Parenting skills and how we interact with each other is so very important. How can we possibly expect a child to go to sleep on time, when they’ve spent the whole evening alone, watching television or playing computer games on phones or tablets. It’s just not going to happen. It’s useful to watch the short video in this piece.
“I couldn’t help wondering why the stuff that mother needed to ‘get done,’ couldn’t have been a task, carried out, after the child was in bed. Self-centeredness is never going to be a useful trait in parents.”
What we can also learn from this is, the action of leaving children alone to entertain themselves, is teaching them that there’s value in self-centeredness (never confuse this with selfishness, we can selfishly enjoy each others company).
Mother is teaching her daughter to value self-centeredness through her own attitude. There is NO value in being self-centered. Spend time with children, even if they’re playing on a computer. Interact with them whilst they play.
“A child will never understand that self-centeredness creates neediness. The child is unable to verbalise these needs and ask for your company. Their behaviour simply demands it. A parent must understand this. In this example, all the child will do is see bed time, as quality time with mum and dad. The rest of the time mother and father are being self-centered in their actions and attitude.”

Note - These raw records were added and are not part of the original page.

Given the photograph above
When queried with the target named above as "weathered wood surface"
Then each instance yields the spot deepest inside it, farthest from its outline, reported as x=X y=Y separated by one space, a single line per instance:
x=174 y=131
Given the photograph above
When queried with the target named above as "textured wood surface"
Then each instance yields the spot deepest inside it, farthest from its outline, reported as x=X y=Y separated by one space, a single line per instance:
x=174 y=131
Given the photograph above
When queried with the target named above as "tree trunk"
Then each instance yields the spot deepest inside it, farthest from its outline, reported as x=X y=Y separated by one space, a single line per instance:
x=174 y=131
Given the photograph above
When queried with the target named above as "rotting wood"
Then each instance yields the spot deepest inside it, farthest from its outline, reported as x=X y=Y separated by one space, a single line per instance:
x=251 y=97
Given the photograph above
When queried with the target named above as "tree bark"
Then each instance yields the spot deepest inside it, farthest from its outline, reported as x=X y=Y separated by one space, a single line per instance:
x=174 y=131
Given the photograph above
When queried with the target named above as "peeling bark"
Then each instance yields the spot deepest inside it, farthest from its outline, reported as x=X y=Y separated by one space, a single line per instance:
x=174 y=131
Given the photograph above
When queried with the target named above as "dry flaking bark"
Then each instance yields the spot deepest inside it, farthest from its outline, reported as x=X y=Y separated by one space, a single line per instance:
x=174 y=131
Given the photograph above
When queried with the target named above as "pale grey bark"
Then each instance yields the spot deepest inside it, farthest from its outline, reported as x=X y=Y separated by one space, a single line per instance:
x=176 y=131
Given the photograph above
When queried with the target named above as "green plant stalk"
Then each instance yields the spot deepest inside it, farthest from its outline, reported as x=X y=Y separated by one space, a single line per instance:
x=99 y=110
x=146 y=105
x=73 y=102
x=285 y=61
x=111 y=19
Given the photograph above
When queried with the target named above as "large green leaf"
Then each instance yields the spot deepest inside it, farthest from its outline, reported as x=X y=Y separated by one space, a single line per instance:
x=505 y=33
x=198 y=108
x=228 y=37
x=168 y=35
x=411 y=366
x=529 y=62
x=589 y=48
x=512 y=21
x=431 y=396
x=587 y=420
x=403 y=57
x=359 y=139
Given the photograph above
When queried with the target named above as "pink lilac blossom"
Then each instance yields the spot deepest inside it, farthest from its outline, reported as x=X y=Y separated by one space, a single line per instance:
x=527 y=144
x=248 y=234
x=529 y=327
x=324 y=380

When parents leave children to just get on with it on their own – so they can ‘get stuff done’ – loneliness sets in. I believe loneliness in our children is a bigger problem than we realise. Interaction with others is the cure for loneliness and teaches us about ourselves. Self-awareness, as some might teach us, never comes from being alone. No, it comes from healthy interaction with others.
In an ideal world children should never be left alone. Attentive, loving parents, who set appropriate boundaries and rules for children, raise grounded and healthy adults. A computer game or television teaches us something about ourselves, yet we must ask, exactly what? What are we being taught? What behaviour do we expect from our children, when they’re lonely, having only the illusion of company, created through tablets, phones or television?
I could weep whilst watching this video, because what I see, is a lonely child getting the attention she deserves through being unruly, and out of control. In a real loving world, that isn’t the fantasy we’re taught (that children can be left to their own devises) parents would understand how much time they truly need to spend with their children.
We’re all so busy though aren’t we? So how can we make time for children when we simply don’t have it? Well, there needs to be a clear understanding of what children actually need, and then a plan in place for how we can provide that, before, we have them.
Sound to simplistic?
Probably, however, if we continue to fail in our duty to properly love our children, the issue of de-evolution stands a greater chance of becoming reality. Artificial Intelligence taking over the world, may not linger in the realms of science fiction for ever. It is in fact already becoming a genuine fear many academics have begun to express. If we don’t realise and act now, failures in parenting and how we love, will grow to be the start of our demise.